Na een lange strijd tussen de Patriciërs en Plebejers. De Patriciërs waren de bovenlaag en alleen Patriciërs mochten meedoen aan de politiek. Hoewel de Plebejers de benedenlaag waren, hoefden ze niet per sé arm te zijn.
De Plebejers wonnen uiteindelijk de strijd en er kwam een nieuwe ambt, de volkstribuun. Volkstribunen moesten de rechten van het volk verdedigen, hadden vetorecht en waren onschendbaar.

Ondertussen breidde Rome zich uit, dit was eerder voor hun veiligheid dan hun drang om uit te breiden. Hoe dan ook, Rome veroverde langzamerhand heel Italië, de Etrusken in het Noorden. Ook de Grieken die al eeuwen in Zuid-Italië woonden, vormden uiteindelijk geen bedreiging voor het Romeinse legioen.
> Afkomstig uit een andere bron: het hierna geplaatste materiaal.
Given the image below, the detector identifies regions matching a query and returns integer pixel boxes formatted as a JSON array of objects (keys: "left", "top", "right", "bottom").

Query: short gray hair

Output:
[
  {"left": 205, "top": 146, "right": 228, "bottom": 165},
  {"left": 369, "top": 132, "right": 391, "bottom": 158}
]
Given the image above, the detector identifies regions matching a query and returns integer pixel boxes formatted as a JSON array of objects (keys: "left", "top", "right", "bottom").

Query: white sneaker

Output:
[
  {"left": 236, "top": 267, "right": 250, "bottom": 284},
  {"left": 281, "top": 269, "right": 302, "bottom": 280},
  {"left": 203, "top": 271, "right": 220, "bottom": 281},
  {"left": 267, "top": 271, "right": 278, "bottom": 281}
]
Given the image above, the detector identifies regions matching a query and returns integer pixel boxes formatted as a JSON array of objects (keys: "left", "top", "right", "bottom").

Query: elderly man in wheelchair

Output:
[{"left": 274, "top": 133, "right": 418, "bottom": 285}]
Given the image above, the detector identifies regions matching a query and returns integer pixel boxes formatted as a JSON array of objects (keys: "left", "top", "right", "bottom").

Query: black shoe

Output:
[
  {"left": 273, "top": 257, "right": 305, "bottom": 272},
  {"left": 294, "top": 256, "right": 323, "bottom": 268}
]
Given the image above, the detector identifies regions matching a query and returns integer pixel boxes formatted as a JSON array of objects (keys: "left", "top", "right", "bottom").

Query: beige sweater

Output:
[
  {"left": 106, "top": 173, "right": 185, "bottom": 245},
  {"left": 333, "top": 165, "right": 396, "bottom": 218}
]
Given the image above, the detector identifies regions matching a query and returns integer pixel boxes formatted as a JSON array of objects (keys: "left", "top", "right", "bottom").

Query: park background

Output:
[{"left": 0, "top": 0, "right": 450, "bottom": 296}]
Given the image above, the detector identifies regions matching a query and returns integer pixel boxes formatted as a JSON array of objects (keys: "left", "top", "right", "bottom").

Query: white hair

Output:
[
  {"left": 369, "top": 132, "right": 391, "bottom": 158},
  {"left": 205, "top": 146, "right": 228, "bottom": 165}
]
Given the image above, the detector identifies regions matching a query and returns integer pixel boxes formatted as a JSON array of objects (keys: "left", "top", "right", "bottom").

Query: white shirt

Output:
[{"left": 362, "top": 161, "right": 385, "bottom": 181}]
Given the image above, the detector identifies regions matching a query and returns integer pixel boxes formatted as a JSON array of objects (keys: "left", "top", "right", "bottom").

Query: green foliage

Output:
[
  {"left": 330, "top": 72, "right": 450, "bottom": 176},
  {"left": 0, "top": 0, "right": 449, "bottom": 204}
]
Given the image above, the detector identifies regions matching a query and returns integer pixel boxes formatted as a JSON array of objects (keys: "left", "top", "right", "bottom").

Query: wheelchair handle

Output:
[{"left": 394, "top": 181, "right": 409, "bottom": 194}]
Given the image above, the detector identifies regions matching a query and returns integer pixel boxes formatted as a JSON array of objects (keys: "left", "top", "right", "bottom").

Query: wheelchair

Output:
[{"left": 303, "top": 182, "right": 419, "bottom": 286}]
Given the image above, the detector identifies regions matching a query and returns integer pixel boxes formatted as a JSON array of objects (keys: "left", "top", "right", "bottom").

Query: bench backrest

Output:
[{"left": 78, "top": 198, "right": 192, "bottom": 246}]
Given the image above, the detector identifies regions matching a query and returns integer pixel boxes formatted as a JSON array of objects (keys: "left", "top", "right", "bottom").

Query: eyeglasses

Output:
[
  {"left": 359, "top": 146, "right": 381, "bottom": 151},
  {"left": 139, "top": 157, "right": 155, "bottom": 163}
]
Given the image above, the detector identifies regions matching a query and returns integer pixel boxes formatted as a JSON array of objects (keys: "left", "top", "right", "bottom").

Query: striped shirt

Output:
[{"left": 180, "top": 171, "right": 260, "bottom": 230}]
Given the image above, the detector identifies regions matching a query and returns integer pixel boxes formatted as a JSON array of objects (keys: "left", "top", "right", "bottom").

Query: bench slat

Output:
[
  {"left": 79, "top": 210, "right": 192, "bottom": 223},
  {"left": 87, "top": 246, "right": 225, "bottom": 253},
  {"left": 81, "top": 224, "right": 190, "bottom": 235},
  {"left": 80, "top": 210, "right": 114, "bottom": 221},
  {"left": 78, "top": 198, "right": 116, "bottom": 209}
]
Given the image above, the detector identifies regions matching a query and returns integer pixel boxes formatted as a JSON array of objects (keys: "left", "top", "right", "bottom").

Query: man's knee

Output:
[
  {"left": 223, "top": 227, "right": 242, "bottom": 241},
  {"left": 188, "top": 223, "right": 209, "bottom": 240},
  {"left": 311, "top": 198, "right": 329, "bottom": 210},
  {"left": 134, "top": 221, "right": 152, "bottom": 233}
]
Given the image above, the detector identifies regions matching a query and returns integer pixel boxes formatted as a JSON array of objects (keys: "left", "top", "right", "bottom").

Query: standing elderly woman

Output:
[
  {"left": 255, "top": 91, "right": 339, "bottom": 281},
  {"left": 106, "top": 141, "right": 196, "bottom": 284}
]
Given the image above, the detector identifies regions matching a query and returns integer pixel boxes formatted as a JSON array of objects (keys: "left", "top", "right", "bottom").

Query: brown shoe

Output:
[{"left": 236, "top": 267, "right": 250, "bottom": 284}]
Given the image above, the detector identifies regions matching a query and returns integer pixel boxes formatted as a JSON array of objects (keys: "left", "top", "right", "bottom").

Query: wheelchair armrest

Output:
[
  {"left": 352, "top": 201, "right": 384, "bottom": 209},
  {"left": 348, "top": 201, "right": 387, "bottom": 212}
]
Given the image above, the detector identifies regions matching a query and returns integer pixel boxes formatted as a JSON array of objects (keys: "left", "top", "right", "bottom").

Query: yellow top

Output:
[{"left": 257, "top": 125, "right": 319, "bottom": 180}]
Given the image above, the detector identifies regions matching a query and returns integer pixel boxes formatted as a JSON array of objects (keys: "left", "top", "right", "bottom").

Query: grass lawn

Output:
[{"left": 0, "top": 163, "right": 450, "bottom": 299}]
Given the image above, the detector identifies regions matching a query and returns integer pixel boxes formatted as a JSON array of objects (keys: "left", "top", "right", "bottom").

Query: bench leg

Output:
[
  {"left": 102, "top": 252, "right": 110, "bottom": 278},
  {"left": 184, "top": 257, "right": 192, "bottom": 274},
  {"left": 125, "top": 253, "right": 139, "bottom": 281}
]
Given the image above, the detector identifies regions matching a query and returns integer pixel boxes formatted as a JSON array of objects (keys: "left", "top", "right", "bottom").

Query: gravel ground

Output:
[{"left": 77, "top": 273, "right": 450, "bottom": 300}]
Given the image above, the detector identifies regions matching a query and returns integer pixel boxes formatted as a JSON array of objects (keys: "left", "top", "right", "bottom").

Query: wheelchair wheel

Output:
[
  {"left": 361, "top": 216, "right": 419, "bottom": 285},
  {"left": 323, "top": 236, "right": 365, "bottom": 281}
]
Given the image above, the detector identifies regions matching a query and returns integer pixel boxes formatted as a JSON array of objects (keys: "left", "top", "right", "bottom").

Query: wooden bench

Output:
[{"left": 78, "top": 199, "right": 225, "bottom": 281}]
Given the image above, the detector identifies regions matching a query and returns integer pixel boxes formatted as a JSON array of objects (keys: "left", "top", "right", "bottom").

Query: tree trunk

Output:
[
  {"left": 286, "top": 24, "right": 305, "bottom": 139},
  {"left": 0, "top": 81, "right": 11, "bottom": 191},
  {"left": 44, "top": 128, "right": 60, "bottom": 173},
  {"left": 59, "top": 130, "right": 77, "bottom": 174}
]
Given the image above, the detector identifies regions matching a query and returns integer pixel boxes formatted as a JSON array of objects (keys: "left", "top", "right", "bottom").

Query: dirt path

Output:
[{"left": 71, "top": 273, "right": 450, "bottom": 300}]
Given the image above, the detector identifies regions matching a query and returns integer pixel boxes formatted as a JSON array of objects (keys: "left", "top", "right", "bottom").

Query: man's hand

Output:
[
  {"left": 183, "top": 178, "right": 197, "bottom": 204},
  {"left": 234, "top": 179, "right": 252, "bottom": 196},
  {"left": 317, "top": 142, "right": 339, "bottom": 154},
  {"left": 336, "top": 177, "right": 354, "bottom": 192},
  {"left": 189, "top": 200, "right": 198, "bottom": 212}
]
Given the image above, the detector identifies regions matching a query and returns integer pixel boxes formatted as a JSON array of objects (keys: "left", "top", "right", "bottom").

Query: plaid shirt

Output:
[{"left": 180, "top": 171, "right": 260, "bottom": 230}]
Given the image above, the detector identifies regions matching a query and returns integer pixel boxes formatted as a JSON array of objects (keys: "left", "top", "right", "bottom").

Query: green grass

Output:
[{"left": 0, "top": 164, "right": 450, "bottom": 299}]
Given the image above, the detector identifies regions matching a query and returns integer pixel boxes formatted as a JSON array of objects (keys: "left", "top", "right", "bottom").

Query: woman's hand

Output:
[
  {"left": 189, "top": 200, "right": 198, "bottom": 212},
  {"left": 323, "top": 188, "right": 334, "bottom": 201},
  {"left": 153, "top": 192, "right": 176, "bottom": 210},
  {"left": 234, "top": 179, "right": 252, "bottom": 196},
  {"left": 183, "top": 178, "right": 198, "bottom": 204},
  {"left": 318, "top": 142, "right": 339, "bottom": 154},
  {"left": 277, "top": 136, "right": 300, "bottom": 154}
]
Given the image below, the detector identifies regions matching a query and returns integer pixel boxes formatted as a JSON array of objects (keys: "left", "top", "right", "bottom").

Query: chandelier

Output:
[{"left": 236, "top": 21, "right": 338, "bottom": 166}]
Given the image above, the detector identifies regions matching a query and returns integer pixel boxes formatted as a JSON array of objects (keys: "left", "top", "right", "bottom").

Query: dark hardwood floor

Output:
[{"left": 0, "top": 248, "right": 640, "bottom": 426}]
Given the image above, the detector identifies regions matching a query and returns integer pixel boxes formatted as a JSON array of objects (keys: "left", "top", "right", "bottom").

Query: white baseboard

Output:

Hannibal en zijn verassingsaanval van olifanten over de Alpen

Door deze uitbreidingen werd Rome wel een steeds grotere bedreiging voor de andere grootmacht in het Middellandse Zeegebied: Carthago. Deze stad had grote gebieden in Afrika en Spanje onder haar invloed. Op een gegeven moment botste het toch tussen Carthago en Rome. In de eerste Punische Oorlog werd Sicilië door Rome veroverd. In de tweede ging Rome er zelf bijna aan. De Carthaagse veldheer Hannibal kwam met zijn olifanten over de Alpen in een verrassingsaanval en versloeg de Romeinen een paar keer op indrukwekende wijze. Uiteindelijk durfde hij het niet aan om de stad Rome zelf in te nemen (wat hij volgens de meeste geleerden makkelijk had kunnen doen. Hij was verschrikkelijk dichtbij en de nederlaag zou een feit zijn geweest). Hannibal werd in 202 voor Christus teruggeroepen naar het vasteland in Afrika om daar slag te leveren met de Romeinse generaal Scipio. Scipio won deze veldslag.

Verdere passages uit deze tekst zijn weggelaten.